Technology, as we already know, can massively lift recruiters’ load by automating key stages of the hiring process. Chatbots can keep candidates engaged and informed by providing quick replies to FAQs and updates on application status. Video conferencing platforms, arguably the hottest tool in our socially-distanced reality, minimize the chore of scheduling and reviewing interview responses. And digital assessments, which measure aptitudes ranging from technical competency to cultural fit, can help recruiters whittle applications to a manageable number.
In the case of pymetrics, enabling our clients to focus on the inherent cognitive, social, and emotional attributes over hard skills to identify high-potential candidates has proven invaluable to supporting employment. Large swathes of the working population, especially those in the hospitality and tourism industry, have been forced to apply to roles where their profile and experience might dramatically differ from a company’s typical hire. In light of this, antiquated techniques like CV reviews, which premises success on someone’s past experiences, are clearly no longer relevant.
Importantly, fairness should always be a priority when it comes to evaluating AI-interfaced technology. Efficiency should not come at the expense of equitability, not when the stakes are extraordinarily high for so many jobseekers. Unbiased technology that satisfies both of these requirements exists, so there is no excuse to settle. If you are unsure of what to look out for, our Global Head of Consulting Psychology, Michelle Hancic, wrote a fantastic guide on the ‘3 questions to ask when choosing your next assessment provider’. The key is not to leap at every innovation offered in the market, but to thoughtfully figure out what will add to creating a simple and humane hiring experience.
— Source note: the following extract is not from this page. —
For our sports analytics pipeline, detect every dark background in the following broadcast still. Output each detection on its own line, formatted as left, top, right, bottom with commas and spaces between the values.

External hiring aside, TA will be remiss if they are not also considering technology that can expand visibility of the skills, capabilities and experience in their workforce. The value of internal talent supply to fill high-priority roles cannot be overstated. At the peak of COVID-19 for instance, overwhelmed hospitals had to rapidly redeploy segments of their workforce to mitigate the shortfall of staff in emergency departments. For the reasons that it is more cost-effective, drives better performance, and, bluntly put, is the right thing to do (as opposed to reactionary layoffs), demand for internal mobility will only accelerate from here on out.
The key is not to leap at every innovation offered in the market, but to thoughtfully figure out what will add to creating a simple and humane hiring experience.
Previously, internal recruiting for most organizations has been ad-hoc and employee driven. More than 50 percent of respondents in Deloitte’s 2019 Human Capital Trends Survey indicated that it was easier for employees to find a job outside than inside. What kind of technologies can we leverage to improve the discoverability of internal talent? Recognizing the shortening shelf life of hard skills, what kind of behavioral or soft skills data can we turn instead to guide employees to open roles? As we’ve seen in the last few months, people have the capacity to be trained into new functions regardless of their backgrounds, as long as aptitudes align. How can TA convince the business to invest more in reskilling? These are questions that pymetrics has been tackling with our Mobility Insights solution.
In the weeks following the initial outbreak, companies’ immediate priorities were understandably given to setting up employees to work from home and ensuring the business stays afloat. As we gain a surer footing and ease away from survival mode, we need to start thinking about the skills and capabilities that will be needed for the organization to revive, and even thrive in the long run. It is not only important, but also increasingly urgent, for TA to re-evaluate pre-pandemic ways of identifying and acquiring talent. Tech stacks are not to be set and forgotten. The fact is, there is no better time than now to start diagnosing the gaps in your systems.